The four C.D. box-set, which encompasses the writing of John Dorney, Matt Fitton, Andrew Smith and Jonathan Morris, is that rare type of rampaging subtle beasts of recording, something that captures the imagination so hard that it causes a certain amount of grief for something that, as yet, hasn’t happened.
The four episodes, Revelation, Exodus, Judges and Esther, delve into the psyche of a group of people that survive an un-named flu like virus that hits the world and how they react to the change in humanity’s outlook on how society should be run and administered. It is an apocalyptic piece of writing in which could come all too true and has been the basis of several theories and television serials since it first aired. From the 21st Century remake which seemed to lose some of its bite as it became a glossy, almost far too intelligent for its own good reproduction, to the smartly written Channel 4 series, the dystrophic Utopia. All have at its heart the knowledge that Humanity has bought this on its self, not with a self-serving effacement but with the damage we have wrecked upon our environment.
Listeners only have to take in the news that is on continuously at the moment to know that a contagion, a disease, can easily get out of control and like a wild untamed horse, throw everybody off with just a snort and heady breathe.
Although initially written in the 1970s, Terry Nation was a man so far ahead of his time he practically resided in a different century but his great writing was born out of being able to understand the past. His time developing the Daleks for Doctor Who a decade earlier bears witness to that, this is a man who remembered the horrors of fascism and Nazism so vividly that it led to arguably one of the greatest of television fanatics in the hate-filled beings from Skaro and who had obviously delved into history and read about the Spanish Flu epidemic that wiped out more people in a shorter time than the great war had managed in four long years.
The recording makes use of many of the actors who sit with certain pride on the Big Finish roster and who give considerable weight to this rerecording. From Terry Malloy, himself the voice of Davros in the Doctor Who series, to the ever captivating Louise Jameson, the fantastic John Lukis who excels, almost revels, in the part of the unhinged Professor James Gillison, Ian McCulloch and Caroline Langrishe give all four episodes the respect and polished performances that something as ground breaking as Survivors.

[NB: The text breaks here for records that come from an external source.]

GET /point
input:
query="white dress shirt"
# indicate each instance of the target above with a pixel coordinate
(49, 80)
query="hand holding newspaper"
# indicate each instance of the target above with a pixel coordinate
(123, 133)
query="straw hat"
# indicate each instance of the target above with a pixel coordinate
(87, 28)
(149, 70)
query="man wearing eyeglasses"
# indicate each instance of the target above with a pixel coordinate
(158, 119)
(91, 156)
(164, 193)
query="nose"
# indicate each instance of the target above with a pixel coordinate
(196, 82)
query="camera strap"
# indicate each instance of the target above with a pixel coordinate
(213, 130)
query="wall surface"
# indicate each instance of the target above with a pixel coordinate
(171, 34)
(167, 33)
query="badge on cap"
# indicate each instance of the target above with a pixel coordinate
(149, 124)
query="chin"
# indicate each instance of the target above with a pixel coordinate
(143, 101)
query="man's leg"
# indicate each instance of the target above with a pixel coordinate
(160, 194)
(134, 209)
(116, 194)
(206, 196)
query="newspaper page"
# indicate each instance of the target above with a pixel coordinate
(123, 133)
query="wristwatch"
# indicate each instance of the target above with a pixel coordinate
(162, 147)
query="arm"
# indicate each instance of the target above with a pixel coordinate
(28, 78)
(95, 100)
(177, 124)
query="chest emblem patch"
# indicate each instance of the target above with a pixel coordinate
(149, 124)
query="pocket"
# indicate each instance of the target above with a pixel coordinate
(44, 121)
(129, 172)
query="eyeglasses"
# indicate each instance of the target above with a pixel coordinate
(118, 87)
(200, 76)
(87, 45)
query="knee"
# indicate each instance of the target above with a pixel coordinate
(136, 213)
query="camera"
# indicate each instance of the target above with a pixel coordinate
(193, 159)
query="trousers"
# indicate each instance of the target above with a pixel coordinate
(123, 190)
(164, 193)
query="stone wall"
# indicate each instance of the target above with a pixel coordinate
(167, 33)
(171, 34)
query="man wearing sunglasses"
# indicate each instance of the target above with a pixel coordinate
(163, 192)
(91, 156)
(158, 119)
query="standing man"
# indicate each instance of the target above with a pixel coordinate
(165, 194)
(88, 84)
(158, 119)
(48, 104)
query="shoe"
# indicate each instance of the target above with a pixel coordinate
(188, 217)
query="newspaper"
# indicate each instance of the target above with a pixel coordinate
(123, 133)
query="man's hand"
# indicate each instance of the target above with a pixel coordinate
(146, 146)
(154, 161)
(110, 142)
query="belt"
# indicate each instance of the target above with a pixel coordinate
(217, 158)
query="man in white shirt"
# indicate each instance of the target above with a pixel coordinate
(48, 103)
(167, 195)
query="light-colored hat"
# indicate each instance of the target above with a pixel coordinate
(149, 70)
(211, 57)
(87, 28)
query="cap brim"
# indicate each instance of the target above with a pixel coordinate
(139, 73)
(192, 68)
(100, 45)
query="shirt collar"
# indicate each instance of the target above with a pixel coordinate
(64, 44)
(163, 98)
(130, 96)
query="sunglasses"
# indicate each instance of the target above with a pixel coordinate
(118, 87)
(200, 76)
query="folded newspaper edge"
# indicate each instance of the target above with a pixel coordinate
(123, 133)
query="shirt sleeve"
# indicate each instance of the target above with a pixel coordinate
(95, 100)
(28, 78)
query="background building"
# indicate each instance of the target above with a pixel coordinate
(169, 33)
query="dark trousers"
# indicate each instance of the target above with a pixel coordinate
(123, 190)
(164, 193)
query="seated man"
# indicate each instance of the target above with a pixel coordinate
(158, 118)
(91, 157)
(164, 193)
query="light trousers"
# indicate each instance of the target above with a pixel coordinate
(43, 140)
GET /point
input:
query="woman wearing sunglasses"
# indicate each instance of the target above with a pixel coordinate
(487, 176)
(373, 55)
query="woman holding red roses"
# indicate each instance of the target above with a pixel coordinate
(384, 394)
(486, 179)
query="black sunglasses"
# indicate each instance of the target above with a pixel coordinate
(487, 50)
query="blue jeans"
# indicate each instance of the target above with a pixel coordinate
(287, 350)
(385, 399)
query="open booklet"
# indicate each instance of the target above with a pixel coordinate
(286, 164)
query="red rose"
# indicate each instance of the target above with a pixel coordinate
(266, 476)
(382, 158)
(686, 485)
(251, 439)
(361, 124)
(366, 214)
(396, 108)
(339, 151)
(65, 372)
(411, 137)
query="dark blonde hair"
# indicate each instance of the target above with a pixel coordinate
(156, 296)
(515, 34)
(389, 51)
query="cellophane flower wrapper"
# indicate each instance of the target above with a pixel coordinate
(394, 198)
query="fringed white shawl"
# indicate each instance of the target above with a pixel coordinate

The chase of a utopian society might the goal that people crave for, the ideal in which all are equal is a fine and noble aspiration but in the eyes of viruses, bacteria and disease, it seem Humanity will always be equal in terms of destroying however as the song goes, “As long as there is two of us, we’ll carry on”.
Terry Nation’s Survivors Series One is available from Worlds Apart, Liverpool.